Some 37,000 people regularly follow the first-person, often-poetic MarsPhoenix Twitter feed. From 35 million miles away, they ask MarsPhoenix questions about life on the red planet. They celebrate its intrepid mission. And now, they mourn the robot’s slow demise due to the onset of an unforgiving Martian winter. (Twitter user laura47 recently lamented: “MarsPhoenix *cry* I don’t want to lose you!! so far away, and yet so close.”)
Of course, the robot itself is not Tweeting across the universe. In fact, its Veronica McGregor from the news office of NASA’s Jet Propulsion Laboratory.
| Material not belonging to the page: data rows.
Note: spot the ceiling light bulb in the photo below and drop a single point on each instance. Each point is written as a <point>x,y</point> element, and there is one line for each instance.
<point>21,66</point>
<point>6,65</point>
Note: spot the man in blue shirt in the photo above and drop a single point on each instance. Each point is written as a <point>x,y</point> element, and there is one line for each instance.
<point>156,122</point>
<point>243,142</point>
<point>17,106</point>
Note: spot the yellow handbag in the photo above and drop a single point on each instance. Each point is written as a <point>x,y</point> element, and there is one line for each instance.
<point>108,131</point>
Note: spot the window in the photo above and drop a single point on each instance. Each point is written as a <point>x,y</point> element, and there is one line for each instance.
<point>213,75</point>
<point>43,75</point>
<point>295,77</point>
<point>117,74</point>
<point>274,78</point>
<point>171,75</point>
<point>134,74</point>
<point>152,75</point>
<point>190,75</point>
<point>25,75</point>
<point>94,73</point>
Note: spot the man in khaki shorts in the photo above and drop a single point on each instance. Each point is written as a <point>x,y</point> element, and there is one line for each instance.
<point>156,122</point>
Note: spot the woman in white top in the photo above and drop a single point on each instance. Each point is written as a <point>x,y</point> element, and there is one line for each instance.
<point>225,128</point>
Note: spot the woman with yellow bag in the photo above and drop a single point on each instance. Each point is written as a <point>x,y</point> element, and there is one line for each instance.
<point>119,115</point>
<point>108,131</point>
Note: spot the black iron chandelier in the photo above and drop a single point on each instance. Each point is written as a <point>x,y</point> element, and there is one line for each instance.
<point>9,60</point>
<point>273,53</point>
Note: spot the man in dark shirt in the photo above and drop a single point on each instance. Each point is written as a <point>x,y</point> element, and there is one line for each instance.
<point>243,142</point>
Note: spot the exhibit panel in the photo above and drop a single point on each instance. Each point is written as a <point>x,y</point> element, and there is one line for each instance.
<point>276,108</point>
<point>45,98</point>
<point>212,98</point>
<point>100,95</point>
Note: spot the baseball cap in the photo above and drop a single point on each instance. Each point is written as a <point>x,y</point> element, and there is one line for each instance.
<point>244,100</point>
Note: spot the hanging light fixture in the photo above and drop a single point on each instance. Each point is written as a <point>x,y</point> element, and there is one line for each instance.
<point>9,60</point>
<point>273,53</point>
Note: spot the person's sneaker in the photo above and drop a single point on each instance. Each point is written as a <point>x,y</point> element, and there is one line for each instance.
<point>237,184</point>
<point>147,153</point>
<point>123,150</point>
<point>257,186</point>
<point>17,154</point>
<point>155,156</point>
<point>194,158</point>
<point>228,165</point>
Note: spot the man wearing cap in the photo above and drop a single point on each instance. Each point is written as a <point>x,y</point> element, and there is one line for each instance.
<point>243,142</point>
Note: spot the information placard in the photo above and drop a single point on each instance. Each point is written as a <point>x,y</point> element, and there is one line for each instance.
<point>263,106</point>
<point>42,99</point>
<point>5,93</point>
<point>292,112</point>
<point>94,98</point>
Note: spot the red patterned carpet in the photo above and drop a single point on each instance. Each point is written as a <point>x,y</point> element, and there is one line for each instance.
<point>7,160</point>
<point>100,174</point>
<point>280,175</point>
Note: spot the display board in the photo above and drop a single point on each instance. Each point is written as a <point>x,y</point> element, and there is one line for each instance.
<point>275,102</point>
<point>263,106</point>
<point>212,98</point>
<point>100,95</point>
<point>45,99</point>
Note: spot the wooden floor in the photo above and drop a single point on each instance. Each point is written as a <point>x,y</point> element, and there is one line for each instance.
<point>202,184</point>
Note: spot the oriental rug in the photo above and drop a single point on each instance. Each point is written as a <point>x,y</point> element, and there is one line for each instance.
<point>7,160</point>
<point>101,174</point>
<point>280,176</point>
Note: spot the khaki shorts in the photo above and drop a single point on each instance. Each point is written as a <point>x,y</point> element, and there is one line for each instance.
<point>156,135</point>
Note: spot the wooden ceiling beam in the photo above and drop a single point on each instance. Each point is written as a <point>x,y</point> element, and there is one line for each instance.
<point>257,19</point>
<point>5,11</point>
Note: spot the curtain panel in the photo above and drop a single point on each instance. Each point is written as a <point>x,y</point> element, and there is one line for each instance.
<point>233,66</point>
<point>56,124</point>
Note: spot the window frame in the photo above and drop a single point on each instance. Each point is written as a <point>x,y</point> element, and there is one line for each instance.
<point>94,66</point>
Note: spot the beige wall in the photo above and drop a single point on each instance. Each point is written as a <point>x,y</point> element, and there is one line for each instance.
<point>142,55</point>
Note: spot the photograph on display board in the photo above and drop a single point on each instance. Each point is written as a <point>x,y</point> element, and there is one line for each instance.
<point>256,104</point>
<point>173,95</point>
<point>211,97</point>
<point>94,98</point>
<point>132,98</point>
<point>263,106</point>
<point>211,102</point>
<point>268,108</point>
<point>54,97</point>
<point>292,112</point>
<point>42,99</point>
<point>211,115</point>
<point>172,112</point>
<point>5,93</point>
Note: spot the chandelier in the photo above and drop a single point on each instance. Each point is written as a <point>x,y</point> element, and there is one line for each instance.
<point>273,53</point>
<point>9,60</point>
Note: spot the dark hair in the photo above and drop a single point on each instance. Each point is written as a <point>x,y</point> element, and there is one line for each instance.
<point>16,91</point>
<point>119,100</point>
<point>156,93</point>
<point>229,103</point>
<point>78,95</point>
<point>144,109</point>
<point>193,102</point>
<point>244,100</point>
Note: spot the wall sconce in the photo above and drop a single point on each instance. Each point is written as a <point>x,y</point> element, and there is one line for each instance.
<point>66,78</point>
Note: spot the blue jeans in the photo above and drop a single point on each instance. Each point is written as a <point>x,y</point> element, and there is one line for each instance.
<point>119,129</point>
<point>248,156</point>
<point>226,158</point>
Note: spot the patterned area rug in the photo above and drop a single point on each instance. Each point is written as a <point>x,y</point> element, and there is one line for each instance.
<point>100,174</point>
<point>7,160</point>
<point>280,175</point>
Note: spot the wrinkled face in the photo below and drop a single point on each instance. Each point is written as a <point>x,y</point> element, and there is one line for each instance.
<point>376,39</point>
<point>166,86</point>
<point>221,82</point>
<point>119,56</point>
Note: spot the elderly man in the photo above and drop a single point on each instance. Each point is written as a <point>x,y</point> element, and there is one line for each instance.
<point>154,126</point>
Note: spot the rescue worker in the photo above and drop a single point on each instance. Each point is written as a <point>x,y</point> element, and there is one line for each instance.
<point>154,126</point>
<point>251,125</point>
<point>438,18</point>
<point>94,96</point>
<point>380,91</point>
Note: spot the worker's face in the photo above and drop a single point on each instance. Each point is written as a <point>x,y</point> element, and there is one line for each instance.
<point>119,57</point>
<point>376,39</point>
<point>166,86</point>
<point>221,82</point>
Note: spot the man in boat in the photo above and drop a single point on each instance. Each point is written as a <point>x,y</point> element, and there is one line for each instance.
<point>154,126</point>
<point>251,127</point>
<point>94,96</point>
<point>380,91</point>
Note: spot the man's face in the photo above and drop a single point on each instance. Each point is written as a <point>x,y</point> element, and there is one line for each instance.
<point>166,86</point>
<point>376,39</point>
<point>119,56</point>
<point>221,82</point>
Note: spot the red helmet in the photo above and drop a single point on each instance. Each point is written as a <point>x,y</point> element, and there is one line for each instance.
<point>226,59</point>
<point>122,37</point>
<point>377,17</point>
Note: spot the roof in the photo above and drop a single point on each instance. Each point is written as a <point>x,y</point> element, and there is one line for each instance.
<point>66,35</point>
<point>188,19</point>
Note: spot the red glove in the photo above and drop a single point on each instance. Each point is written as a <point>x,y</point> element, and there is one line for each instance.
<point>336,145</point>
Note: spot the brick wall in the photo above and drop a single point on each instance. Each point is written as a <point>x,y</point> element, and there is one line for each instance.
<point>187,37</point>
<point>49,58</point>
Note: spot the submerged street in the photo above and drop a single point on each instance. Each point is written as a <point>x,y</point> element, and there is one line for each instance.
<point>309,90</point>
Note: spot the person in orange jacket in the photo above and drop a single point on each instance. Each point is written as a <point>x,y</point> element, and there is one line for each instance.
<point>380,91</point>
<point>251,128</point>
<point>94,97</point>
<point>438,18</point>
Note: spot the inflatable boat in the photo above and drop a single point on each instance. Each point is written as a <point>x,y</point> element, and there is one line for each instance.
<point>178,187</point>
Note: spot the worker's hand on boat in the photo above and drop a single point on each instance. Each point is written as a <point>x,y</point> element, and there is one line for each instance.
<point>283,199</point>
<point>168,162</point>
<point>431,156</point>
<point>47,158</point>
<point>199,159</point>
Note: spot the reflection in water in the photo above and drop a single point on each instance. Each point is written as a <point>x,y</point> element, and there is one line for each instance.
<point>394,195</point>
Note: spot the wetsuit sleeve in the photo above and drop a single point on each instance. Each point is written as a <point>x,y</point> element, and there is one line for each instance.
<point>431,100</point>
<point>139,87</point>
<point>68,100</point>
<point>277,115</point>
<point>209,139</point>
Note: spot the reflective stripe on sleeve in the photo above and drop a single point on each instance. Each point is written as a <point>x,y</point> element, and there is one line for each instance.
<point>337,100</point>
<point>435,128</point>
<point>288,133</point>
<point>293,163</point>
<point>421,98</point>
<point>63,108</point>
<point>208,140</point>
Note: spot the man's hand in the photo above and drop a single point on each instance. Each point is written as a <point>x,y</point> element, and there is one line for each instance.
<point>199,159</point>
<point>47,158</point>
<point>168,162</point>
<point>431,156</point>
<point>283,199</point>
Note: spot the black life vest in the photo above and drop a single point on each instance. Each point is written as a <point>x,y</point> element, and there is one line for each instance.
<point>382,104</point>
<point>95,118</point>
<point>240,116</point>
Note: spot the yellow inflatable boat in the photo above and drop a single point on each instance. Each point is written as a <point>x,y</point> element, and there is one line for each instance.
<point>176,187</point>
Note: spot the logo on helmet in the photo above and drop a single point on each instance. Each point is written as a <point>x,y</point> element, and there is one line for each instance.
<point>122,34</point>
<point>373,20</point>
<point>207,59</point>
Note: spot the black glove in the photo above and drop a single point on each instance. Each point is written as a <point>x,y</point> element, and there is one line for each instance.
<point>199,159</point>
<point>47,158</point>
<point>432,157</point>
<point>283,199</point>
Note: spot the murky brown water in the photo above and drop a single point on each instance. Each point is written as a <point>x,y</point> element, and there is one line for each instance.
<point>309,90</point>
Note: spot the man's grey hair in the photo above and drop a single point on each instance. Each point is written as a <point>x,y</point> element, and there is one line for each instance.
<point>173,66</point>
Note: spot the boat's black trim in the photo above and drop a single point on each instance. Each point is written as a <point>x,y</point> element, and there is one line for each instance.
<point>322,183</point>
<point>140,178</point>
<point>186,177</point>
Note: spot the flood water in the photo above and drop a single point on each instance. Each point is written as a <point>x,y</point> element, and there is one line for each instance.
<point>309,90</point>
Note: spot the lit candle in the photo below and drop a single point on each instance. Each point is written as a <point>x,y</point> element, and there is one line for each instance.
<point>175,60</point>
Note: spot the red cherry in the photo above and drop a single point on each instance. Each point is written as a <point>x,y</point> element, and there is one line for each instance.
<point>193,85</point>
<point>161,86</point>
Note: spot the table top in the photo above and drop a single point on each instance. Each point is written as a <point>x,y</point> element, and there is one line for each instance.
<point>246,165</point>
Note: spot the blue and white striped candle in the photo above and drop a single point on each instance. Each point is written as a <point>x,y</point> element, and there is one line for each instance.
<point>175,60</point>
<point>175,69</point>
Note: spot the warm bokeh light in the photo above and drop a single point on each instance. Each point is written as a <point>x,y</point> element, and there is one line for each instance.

It’s a testament to the power of social media technologies that an organization as habitually detached as NASA can make significant inroads with a public it’s kept at arm’s length. Give McGregor’s astute understanding of the power of empathy and narrative a lot of the credit; it makes following MarsPhoenix compelling in a way that no standard-issue press releases and dry updates from the NASA website ever could be…
Hopefully, the success of this experiment will lead to a sea change in the way people interact with the research community (and vice versa). By reaching out to the public, scientists can keep people apprised of their groundbreaking work—and even offer some interesting lessons, as well. Take for example McGregor’s MarsPhoenix dispatch that informed her readers that the star that looked like it was directly above the moon wasn’t a star at all–it was Mars. “I got a lot of responses from people saying they actually went out and looked; they got very sentimental about it because they never knew that was Mars,” she says. “It’s great to think that people are learning.”
Perhaps like Obama’s powerful online narrative bringing in new voters, the MarsPhoenix social media strategy is an excellent case study for the power of story to breathe new life into a once overlooked agency.